4. **How will you extend or augment the intelligence of your office?**
Looking ahead, we will all be augmented by digital tools. HR and IT will blend into “human-computing resources,” where the focus is on what humans do best and what computers do best. CIOs need a roadmap for how digital augmentation, AI, and data will shape everyday work.
5. **With whom do you want to office?**
This is essentially the future of diversity, inclusion, and belonging. Offices will be extremely diverse. The challenge is to be *purposely different*—intentionally building diverse teams—and to create a real sense of inclusion and belonging, which is the harder part.
6. **Where and when will officing happen?**
The spectrum runs from physical offices to the metaverse. Johansen describes a “meta, meta metaverse” — a nested network of networks with increasingly blended reality. Younger generations will be more fluent in this environment. CIOs need to plan for hybrid, distributed, and immersive work patterns.
7. **How will you design an agile and resilient office?**
Offices must be flexible and able to adapt to ongoing disruption. This includes shape-shifting organizations, porous boundaries, and the ability to move between physical and virtual modes as conditions change.
Using these questions, CIOs can frame their office strategy as a readiness and learning journey, rather than a one-time return-to-office decision.
What leadership capabilities do CIOs need for a flexible, digital ‘office of super minds’?
Johansen describes the future office as a flexible, shape-shifting environment where humans and computers work together as “super minds.” To lead in that context, CIOs need to develop specific skills, literacies, and mindsets.
Three capabilities stand out:
1. **Clarity without certainty**
In a VUCA world, leaders cannot be certain, but they must be clear. Johansen puts it this way: *“The future will reward clarity but punish certainty.”*
For CIOs, this means:
- Being clear about direction and desired outcomes.
- Staying flexible about execution as conditions change.
- Using “future back” thinking to find common ground and reduce polarization inside the organization.
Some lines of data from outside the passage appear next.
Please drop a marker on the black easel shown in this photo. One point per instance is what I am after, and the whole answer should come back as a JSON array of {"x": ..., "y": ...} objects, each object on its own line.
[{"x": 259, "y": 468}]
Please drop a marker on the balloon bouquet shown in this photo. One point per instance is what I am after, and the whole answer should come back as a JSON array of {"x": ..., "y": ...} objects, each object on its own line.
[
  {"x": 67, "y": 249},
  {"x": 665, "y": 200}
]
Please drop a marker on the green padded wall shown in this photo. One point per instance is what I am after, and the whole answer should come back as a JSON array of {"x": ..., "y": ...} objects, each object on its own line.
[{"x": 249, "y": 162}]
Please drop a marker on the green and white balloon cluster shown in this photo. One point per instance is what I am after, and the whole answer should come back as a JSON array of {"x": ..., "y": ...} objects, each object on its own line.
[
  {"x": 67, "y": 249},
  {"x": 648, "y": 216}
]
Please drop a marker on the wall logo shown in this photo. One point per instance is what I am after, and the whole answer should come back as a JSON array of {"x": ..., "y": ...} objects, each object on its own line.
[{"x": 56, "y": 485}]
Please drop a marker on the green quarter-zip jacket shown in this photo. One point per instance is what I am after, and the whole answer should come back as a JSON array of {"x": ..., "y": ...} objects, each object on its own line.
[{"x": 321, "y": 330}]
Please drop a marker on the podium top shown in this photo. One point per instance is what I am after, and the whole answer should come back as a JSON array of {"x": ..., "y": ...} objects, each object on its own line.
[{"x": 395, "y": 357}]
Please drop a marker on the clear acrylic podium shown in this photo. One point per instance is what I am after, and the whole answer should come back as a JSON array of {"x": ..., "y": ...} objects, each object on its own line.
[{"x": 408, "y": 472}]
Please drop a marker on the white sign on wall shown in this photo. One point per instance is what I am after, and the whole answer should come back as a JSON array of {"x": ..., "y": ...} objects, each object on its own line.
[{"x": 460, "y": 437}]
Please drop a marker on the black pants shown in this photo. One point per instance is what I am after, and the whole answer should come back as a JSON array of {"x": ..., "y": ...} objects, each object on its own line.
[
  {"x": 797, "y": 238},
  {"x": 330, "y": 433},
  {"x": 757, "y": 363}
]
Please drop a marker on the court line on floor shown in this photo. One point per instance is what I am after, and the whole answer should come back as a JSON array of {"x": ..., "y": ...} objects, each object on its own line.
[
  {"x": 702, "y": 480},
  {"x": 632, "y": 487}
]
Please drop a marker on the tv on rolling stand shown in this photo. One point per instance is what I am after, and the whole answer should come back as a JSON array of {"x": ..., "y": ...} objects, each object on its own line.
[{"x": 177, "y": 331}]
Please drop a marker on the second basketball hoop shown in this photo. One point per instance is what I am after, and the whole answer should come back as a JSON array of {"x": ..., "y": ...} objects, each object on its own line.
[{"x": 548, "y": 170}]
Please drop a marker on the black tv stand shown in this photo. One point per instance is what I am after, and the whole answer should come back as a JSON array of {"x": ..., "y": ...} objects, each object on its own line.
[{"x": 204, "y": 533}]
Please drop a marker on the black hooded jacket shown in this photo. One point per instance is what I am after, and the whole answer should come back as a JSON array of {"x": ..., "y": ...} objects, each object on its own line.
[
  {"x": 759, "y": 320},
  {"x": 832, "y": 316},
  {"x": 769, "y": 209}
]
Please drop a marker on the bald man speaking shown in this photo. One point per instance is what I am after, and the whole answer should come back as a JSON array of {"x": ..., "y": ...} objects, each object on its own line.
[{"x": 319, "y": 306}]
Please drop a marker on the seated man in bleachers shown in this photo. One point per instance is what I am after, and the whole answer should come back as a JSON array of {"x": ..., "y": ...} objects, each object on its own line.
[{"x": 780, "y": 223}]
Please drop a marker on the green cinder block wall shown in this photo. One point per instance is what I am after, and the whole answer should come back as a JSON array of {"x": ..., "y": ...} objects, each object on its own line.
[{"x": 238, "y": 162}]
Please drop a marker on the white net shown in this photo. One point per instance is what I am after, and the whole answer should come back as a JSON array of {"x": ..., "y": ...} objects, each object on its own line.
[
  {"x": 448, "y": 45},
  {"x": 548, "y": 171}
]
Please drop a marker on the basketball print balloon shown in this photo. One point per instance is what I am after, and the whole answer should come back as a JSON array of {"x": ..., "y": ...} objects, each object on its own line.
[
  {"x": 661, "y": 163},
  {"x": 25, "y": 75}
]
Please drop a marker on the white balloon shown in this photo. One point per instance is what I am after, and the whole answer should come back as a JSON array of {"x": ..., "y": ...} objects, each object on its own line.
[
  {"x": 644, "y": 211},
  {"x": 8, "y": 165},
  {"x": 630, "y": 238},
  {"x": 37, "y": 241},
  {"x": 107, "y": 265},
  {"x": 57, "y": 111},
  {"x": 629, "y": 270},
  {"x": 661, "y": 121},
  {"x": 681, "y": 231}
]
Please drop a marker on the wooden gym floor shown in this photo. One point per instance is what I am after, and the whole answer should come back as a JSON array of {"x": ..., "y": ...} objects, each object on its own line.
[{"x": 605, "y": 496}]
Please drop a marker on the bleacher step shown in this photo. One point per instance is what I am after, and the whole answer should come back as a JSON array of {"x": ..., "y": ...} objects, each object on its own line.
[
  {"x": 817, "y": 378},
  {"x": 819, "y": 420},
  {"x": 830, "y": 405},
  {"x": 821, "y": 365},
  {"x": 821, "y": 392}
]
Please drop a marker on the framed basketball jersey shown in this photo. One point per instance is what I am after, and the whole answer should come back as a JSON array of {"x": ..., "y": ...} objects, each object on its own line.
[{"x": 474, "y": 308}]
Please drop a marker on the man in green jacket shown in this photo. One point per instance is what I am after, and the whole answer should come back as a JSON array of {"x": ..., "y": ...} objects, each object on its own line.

2. **Full-spectrum thinking and dilemma flipping**
Full-spectrum thinking is the ability to think across gradients of possibility instead of defaulting to simple labels or binary choices. This is critical when designing hybrid work models, digital experiences, and talent strategies.
Johansen also emphasizes “dilemma flipping”: treating many leadership challenges as dilemmas that cannot be fully solved but can be improved. For C‑suite leaders:
- Most issues around remote vs. in-office work, automation vs. human work, and cost vs. experience are dilemmas, not one-time problems.
- Assuming you are dealing with a dilemma helps you design better, more adaptive responses.
3. **Readiness through practice, simulation, and gaming**
Johansen frames the future as a readiness game: you cannot predict precisely, but you can practice. He points out that the risk of a pandemic was visible if you looked future back, but organizations were still unprepared.
For CIOs, this suggests:
- Using simulation, scenario planning, and even gaming to rehearse responses to disruption in low-risk environments.
- Treating digital tools, AI, and immersive technologies as learning platforms, not just productivity tools.
- Partnering with HR to evolve toward “human-computing resources,” where every HR leader is deeply digital and comfortable with gaming and simulation as core learning media.
When these capabilities come together, the office becomes:
- **Flexible:** able to shift structures, locations, and modes of collaboration as needed.
- **Deeply digital:** where augmentation, AI, and data are embedded in everyday work.
- **Human-centered:** using purpose, inclusion, and trust-building (especially in-person for onboarding and renewal) to make technology-enhanced work sustainable.
CIOs who build these skills and mindsets are better positioned to reimagine their offices as environments where super minds—humans and computers together—can do work that neither could do alone.